A violência obstétrica é um tipo de violência contra a mulher que pouco se fala. Isto implica uma prática muito agressiva e inclusive deixa sequelas que pode afetar ao longo da vida da mulher.

História de uma violência obstétrica

História de uma mulher que teve o primeiro filho com 16 anos e desconhecia muitas coisas.

“Durante a gravidez, o ginecologista que me acompanhava em uma clínica paga era o mesmo que devia me atender uma vez que eu estivesse em trabalho de parto.
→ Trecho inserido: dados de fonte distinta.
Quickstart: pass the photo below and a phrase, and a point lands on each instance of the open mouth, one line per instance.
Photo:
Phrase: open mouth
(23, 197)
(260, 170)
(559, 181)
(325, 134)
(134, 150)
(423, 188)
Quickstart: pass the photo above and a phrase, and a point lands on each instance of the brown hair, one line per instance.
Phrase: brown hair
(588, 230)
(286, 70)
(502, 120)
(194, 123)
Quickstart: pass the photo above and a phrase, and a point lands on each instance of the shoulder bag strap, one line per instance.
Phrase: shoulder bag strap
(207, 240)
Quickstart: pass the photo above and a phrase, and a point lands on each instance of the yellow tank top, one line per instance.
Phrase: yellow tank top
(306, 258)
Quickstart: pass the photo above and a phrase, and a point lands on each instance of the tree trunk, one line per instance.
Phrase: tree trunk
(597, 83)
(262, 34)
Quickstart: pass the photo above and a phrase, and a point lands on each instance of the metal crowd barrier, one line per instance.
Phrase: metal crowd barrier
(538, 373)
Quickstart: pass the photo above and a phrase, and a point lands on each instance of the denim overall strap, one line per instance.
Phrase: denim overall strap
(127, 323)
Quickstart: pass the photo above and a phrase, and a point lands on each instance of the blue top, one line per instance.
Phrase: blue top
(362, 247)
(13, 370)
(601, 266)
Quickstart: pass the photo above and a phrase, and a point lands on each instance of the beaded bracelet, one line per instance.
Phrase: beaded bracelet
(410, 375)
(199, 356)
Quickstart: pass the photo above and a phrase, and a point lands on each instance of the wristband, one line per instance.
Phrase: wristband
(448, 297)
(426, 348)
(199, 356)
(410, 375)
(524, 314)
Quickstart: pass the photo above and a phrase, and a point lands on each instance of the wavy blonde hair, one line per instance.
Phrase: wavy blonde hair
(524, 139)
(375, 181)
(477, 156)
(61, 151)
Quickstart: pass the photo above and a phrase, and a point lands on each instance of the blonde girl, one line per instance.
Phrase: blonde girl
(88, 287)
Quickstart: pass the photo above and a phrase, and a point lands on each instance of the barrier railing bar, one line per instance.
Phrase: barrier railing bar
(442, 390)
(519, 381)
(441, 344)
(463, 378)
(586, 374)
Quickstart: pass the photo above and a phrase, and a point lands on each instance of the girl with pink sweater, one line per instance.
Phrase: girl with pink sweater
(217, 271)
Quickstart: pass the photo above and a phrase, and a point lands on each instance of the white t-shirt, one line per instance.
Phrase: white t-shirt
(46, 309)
Para minha surpresa, com a data se aproximando ele me disse que viu no ultrassom que a passagem dos alimentos para o bebê estava obstruída e, portanto, seu crescimento tinha parado, e que também devido a minha pouca idade era melhor que eu tivesse uma cesariana programada.”

“Como eu disse, eu não sabia muito a respeito e o ginecologista também atendia minha sogra, que foi quem o me recomendou, então não me ocorreu pedir uma segunda opinião.”

“Uma vez praticada a cesariana e depois de recuperada (tirando o fato que quase morri durante a operação, motivo que até hoje desconheço) falando com outras 6 mulheres que também tinham feito cesariana no mesmo dia que eu, todas tiveram o mesmo problema e outra coincidência maior: as 7 teriam data provável do nascimento natural justamente na semana em que o ginecologista tiraria férias.”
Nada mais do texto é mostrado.